Member of the Chamber of Deputies
- In office 15 May 1941 – 15 May 1945
- Constituency: 12th Departmental Group

Personal details
- Born: 22 July 1882 Melipilla, Chile
- Died: 6 April 1954 (aged 71) Santiago, Chile
- Party: Communist Party of Chile

= Manuel González Vilches =

Chilean parliamentarian (1882–1954)

Manuel González Vilches (22 July 1882 – 6 April 1954) was a Chilean editor and communist politician. He served as a Member of the Chamber of Deputies representing the Talca–Lontué–Curepto constituency between 1941 and 1945.

== Biography ==
González Vilches was born in Melipilla, Chile, on 22 July 1882, the son of Eufracio González and Julia Vilches.

He worked as a newspaper editor and, from 1927, served as editor of the clandestine communist newspaper Bandera Roja during periods of political repression.

He was actively involved in the organization of peasants and agricultural wage workers in central Chile and held leadership positions within the Federación Obrera de Chile.

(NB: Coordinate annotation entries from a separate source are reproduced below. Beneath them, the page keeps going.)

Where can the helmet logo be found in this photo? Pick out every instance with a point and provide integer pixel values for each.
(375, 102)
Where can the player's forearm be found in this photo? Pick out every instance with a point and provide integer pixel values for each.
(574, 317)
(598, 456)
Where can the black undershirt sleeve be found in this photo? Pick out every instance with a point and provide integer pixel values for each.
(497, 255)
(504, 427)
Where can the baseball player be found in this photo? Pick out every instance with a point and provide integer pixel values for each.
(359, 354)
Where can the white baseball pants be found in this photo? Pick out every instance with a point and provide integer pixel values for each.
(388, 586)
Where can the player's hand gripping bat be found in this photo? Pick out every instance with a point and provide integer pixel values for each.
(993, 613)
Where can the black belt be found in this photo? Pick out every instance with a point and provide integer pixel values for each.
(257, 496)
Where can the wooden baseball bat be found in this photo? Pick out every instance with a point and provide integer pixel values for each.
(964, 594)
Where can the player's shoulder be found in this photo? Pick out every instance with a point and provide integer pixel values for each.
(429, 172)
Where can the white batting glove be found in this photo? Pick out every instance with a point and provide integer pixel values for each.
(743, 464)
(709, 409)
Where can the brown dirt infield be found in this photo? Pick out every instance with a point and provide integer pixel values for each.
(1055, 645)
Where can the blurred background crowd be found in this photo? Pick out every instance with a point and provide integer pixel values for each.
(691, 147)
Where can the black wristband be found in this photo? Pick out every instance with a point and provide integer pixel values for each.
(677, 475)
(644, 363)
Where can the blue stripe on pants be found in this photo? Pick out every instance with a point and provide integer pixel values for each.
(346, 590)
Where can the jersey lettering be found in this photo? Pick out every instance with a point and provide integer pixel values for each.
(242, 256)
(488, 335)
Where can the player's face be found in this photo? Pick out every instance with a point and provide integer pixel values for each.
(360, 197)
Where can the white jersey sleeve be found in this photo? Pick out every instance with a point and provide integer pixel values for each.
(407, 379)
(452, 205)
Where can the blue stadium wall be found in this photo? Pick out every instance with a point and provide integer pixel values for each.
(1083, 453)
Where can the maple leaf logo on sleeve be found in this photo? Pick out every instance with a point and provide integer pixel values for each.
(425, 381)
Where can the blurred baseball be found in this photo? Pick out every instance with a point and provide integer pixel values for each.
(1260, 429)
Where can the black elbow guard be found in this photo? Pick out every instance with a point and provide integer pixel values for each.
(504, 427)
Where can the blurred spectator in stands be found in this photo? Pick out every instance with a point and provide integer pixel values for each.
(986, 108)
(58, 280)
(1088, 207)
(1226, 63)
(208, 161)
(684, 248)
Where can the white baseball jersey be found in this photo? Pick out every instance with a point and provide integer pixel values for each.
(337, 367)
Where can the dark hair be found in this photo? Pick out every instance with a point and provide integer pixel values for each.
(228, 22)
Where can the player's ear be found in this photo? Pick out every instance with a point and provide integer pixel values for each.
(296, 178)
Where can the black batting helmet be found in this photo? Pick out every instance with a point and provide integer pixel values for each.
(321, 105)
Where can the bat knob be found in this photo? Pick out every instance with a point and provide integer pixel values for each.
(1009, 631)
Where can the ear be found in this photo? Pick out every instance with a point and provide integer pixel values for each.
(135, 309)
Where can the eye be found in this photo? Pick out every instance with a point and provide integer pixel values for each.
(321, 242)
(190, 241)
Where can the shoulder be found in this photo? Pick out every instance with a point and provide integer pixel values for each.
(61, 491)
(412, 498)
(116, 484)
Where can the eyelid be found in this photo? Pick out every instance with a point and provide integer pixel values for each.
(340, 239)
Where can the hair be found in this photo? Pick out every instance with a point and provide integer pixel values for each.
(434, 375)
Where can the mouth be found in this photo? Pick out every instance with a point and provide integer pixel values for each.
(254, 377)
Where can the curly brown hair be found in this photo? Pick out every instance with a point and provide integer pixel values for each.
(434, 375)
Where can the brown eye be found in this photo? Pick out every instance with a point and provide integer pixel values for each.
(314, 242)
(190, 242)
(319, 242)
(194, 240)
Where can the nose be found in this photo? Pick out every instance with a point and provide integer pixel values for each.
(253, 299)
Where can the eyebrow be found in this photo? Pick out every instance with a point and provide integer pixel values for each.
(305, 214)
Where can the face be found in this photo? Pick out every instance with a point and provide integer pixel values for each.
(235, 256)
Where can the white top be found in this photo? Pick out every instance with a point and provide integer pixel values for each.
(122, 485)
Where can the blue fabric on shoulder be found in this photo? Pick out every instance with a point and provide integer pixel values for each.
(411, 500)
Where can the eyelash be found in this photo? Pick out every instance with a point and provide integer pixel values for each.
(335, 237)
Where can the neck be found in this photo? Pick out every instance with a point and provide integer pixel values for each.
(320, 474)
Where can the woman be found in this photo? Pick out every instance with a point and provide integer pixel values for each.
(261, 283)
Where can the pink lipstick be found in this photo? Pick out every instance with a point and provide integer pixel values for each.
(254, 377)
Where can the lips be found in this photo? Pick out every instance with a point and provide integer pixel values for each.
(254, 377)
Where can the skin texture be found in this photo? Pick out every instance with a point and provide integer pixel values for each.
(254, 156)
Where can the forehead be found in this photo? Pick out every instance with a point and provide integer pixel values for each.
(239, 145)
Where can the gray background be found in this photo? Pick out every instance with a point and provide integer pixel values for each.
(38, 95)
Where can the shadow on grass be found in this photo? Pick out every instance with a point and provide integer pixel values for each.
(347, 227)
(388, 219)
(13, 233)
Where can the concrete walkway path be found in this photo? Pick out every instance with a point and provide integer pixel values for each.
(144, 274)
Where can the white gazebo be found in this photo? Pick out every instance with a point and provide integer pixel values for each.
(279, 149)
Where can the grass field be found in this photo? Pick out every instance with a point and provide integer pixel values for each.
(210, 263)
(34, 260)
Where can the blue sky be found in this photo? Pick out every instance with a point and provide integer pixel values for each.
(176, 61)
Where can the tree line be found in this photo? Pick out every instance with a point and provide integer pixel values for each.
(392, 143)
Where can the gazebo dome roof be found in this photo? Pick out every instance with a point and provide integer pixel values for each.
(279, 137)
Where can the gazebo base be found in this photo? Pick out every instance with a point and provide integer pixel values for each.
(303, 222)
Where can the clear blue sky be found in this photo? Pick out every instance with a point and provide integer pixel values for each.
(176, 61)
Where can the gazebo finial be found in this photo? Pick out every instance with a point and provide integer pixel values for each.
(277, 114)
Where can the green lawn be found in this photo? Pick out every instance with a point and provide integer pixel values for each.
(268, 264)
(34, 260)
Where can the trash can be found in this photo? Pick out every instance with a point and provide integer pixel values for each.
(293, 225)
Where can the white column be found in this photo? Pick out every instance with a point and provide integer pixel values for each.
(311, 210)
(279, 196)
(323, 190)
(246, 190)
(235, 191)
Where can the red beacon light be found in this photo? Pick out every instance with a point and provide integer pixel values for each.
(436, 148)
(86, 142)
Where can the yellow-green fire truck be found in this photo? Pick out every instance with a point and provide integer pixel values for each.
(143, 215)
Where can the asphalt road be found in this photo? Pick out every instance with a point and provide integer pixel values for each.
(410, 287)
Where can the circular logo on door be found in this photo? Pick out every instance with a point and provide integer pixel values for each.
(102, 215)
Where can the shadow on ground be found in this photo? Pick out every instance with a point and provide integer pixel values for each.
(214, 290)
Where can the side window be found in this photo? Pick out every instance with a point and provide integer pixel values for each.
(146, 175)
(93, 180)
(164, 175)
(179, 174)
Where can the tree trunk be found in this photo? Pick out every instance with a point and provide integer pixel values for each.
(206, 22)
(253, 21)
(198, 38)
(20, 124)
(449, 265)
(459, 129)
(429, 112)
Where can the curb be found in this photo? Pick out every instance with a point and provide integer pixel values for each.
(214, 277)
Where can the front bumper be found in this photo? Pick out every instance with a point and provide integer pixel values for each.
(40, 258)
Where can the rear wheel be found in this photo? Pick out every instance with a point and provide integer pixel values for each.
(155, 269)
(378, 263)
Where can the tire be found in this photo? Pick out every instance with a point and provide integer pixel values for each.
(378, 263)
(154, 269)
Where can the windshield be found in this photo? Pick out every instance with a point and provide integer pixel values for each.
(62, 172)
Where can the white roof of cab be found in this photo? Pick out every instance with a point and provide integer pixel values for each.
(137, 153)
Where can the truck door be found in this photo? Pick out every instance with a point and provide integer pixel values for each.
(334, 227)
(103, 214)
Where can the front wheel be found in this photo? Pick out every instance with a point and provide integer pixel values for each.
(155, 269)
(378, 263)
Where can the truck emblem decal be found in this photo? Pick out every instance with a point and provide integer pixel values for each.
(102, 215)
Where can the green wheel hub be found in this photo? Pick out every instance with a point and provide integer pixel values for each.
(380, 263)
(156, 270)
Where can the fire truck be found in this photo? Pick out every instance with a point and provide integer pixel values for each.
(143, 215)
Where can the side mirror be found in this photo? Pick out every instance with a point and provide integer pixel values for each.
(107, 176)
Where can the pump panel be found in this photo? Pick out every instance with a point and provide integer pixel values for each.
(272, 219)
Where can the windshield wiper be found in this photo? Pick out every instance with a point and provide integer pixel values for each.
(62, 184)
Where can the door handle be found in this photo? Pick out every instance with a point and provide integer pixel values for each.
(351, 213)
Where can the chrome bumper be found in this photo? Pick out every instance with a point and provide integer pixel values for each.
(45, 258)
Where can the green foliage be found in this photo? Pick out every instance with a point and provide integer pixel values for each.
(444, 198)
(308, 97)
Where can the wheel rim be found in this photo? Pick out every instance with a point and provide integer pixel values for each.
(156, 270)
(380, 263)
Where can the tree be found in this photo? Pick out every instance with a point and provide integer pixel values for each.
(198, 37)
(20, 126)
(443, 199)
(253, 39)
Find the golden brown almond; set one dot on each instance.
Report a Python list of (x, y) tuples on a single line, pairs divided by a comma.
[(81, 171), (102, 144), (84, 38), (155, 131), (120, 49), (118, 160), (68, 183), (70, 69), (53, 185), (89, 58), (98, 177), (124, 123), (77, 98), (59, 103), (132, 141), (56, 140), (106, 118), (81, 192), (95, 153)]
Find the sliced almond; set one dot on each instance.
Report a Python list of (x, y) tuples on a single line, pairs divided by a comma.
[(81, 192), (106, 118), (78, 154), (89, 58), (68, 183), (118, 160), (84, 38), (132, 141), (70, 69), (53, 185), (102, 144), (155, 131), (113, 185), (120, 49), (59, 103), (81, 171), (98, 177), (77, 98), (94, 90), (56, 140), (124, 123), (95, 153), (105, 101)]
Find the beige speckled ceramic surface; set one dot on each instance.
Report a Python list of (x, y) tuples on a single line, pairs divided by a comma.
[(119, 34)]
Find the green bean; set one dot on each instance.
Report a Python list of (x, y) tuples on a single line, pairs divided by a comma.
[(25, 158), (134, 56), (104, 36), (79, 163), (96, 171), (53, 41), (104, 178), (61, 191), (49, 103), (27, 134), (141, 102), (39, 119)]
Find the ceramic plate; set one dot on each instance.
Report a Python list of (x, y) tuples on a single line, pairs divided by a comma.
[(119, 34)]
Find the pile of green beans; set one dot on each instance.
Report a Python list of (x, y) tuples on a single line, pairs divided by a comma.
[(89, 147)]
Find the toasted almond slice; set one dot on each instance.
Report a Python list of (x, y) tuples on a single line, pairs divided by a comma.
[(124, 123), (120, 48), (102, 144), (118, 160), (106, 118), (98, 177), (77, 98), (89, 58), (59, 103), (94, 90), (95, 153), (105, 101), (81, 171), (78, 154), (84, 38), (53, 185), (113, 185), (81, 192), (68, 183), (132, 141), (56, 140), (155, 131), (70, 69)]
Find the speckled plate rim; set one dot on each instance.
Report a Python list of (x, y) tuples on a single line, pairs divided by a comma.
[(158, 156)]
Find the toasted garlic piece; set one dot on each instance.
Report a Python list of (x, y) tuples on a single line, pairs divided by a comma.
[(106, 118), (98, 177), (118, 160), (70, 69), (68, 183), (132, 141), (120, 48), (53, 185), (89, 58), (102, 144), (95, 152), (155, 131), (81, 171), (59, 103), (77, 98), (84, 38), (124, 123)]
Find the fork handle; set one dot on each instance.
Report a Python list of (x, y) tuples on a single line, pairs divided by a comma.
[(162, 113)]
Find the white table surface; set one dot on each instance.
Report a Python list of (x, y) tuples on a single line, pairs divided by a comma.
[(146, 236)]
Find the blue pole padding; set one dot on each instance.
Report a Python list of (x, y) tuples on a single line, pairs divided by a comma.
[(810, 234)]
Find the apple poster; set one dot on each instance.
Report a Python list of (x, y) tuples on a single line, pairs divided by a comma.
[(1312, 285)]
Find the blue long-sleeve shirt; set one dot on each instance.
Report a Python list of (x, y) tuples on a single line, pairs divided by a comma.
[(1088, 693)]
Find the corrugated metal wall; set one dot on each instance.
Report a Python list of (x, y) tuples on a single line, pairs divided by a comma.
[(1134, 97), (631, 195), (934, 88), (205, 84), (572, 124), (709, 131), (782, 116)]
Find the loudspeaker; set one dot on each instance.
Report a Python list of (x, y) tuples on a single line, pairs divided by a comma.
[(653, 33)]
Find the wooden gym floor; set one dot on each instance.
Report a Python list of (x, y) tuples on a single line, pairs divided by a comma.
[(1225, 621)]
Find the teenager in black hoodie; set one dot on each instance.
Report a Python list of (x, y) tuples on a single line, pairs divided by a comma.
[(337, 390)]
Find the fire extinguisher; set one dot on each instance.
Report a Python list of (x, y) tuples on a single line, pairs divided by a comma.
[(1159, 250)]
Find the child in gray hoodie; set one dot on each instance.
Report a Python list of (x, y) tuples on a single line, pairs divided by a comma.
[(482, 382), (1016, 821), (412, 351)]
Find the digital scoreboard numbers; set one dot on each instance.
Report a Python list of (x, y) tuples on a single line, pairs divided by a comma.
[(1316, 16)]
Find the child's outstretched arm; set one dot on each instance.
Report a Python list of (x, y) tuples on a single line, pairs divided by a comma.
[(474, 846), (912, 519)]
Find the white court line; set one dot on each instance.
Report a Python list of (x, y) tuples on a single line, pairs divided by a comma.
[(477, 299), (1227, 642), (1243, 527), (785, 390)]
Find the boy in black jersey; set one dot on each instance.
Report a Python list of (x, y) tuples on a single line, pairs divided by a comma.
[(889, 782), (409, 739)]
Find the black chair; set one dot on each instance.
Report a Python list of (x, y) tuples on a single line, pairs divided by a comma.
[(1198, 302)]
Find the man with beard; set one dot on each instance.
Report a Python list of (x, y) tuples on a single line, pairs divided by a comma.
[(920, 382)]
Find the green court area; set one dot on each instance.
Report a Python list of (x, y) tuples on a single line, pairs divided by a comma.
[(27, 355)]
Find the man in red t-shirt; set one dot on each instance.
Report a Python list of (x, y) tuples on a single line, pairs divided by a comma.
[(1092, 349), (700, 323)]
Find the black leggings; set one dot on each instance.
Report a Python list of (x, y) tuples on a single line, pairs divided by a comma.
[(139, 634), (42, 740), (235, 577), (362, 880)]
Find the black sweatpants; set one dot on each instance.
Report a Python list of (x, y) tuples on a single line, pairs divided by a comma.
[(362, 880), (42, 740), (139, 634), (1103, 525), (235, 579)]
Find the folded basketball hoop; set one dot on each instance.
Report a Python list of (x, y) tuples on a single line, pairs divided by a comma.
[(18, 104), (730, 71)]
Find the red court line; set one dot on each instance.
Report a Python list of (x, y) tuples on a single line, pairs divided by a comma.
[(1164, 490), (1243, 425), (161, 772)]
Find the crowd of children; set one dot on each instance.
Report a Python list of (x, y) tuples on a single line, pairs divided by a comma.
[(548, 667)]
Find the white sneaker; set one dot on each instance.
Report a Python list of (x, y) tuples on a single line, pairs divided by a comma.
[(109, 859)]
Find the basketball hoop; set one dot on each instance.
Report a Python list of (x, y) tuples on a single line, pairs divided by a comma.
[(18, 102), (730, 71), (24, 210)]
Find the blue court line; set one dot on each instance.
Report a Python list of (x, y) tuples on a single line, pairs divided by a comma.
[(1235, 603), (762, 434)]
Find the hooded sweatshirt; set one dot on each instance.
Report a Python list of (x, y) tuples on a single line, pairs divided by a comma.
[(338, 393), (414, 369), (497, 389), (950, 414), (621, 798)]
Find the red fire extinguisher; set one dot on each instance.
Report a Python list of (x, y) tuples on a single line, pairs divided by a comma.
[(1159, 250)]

He married Elcira Rojas Olivares in Valparaíso in 1928.

== Political career ==
A long-standing militant of the Communist Party of Chile, González Vilches was elected Deputy for the 12th Departmental Group —Talca, Lontué and Curepto— for the 1941–1945 legislative term.

During his parliamentary service, he was a member of the Standing Committee on Foreign Relations.

Following his term in Congress, he served as Governor of the Department of Curepto between 1946 and 1947.